Settembre Ottobre 2024 - In depth review

La trombosi del catetere venoso centrale tunnellizzato per emodialisi: dalla patogenesi alle strategie terapeutiche

Abstract

La trombosi del catetere venoso centrale (CVC) è una complicanza non infettiva generalmente associata a malfunzionamento e inadeguatezza dialitica. I CVC si suddividono in non tunnellizzati e tunnellizzati, la cui scelta dipende dalle condizioni cliniche del paziente e dall’iter diagnostico-terapeutico intrapreso. Il nefrologo si avvale del CVC tunnellizzato (tCVC) qualora sia controindicato allestire una fistola arterovenosa o come accesso primario nei pazienti con prognosi infausta a breve termine.
La disfunzione del CVC è definita dall’incapacità di mantenere un adeguato flusso ematico nel corso della seduta emodialitica prescritta.
Tra le complicanze non infettive determinanti il malfunzionamento del tCVC, la trombosi è la più frequente e si classifica in forme trombotiche intrinseche (trombosi endoluminale, pericatetere o associata a fibrin sleeve) ed estrinseche (trombosi murale o atriale).
L’iter diagnostico richiede esami strumentali quali radiografia torace/addome, cateterografia, ecocardiografia e tomografia computerizzata. La terapia farmacologica include l’utilizzo di farmaci trombolitici locali, e, in caso di trombosi estrinseca, anticoagulazione sistemica, eventualmente associata alla sostituzione del tCVC.
La prevenzione di complicanze trombotiche si basa sull’appropriato posizionamento ed utilizzo del tCVC, dove l’impiego di locking solution con proprietà anticoagulanti e/o antimicrobiche svolge un ruolo cruciale. In caso di trombosi estrinseca, a seconda delle dimensioni del trombo, è possibile optare per un approccio conservativo con anticoagulazione sistemica, oppure chirurgico mediante trombectomia o tromboaspirazione ed eventuale rimozione del tCVC.
In conclusione, la disfunzione tardiva del tCVC è principalmente causata da trombosi, con diagnosi e terapia che richiedono esami strumentali e farmaci specifici. La prevenzione è fondamentale per limitare le complicanze.

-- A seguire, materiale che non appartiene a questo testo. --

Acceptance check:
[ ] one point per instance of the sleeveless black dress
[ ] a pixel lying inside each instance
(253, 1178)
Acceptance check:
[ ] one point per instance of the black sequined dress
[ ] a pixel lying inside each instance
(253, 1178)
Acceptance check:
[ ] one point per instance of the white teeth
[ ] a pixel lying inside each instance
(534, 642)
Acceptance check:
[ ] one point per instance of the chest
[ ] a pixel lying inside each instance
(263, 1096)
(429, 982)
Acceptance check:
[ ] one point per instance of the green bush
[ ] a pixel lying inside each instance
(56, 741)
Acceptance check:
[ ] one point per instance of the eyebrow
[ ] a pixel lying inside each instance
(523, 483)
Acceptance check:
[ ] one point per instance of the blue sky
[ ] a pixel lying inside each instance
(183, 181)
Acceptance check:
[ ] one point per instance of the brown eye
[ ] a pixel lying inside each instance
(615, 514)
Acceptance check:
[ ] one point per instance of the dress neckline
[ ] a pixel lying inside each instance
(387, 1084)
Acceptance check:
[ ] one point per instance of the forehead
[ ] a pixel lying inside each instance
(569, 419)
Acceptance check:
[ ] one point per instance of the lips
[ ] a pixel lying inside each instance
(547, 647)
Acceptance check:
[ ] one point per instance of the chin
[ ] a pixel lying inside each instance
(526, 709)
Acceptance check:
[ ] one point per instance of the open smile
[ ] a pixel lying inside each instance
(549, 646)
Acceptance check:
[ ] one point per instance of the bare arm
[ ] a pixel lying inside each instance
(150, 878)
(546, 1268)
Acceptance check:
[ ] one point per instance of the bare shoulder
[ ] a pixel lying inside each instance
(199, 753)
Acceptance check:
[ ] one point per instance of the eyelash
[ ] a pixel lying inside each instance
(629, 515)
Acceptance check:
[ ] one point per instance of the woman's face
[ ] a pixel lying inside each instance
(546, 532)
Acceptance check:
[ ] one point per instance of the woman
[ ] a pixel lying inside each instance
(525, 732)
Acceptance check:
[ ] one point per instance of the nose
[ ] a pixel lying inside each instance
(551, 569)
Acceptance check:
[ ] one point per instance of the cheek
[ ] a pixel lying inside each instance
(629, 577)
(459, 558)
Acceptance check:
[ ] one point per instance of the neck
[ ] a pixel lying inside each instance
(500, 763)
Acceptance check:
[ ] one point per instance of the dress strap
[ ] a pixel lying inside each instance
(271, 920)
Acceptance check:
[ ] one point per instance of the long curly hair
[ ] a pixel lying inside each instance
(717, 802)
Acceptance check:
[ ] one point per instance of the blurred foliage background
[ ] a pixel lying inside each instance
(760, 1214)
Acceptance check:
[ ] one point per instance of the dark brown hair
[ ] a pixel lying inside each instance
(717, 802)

Parole chiave: Catetere venoso centrale, trombosi, accessi vascolari, emodialisi

Introduzione

La trombosi del catetere venoso centrale (CVC), insieme alla stenosi venosa e alla disfunzione meccanica, rientra tra le complicanze non infettive, il più delle volte tardive, del CVC ed è associata a malfunzionamento, bassi flussi ematici e inadeguatezza dialitica [1]. Si tratta di una complicanza tra le più frequenti nella comune pratica clinica di emodialisi. Pertanto, compito essenziale del team degli accessi vascolari è quello di prevenire, riconoscere e trattare tempestivamente le cause del malfunzionamento, in particolare la trombosi del CVC, spesso associata ad eventi fatali. Il nefrologo utilizza due tipologie di CVC: i non tunnellizzati (ntCVC), detti anche cateteri temporanei, non cuffiati, il cui utilizzo è limitato a un massimo di 15 giorni dal posizionamento e i cateteri tunnellizzati (tCVC), cuffiati, adatti a un uso più prolungato in assenza di accessi vascolari alternativi. La scelta del tipo di catetere è determinata dalle condizioni cliniche generali del paziente e dalla valutazione prognostica effettuata in prima istanza. Generalmente, si ricorre al tCVC come accesso vascolare (AV) di scelta qualora non vi sia un patrimonio vascolare adeguato all’allestimento di una fistola arterovenosa (FAV) nativa o protesica, oppure come prima opzione in presenza di controindicazioni al confezionamento di un AV alternativo (e.g. scompenso cardiaco di grado severo) o nei casi in cui l’aspettativa di vita sia inferiore a un anno. Il ntCVC, invece, viene prevalentemente utilizzato nell’ambito del trattamento dell’insufficienza renale acuta, nei pazienti late referral in caso di urgenza all’avvio a terapia dialitica o, per brevi periodi, come bridge in attesa della maturazione dell’AV definitivo. Occorre ricordare che, come suggerito dalle linee guida KDOQI, i ntCVC devono essere tenuti in situ per un periodo di tempo non superiore alle due settimane a causa dell’elevato rischio di infezioni, specialmente se posizionati in vena femorale e in soggetti obesi [2]. In questa Review metteremo a fuoco gli aspetti patogenetici, clinici e terapeutici peculiari della trombosi correlata al tCVC per emodialisi.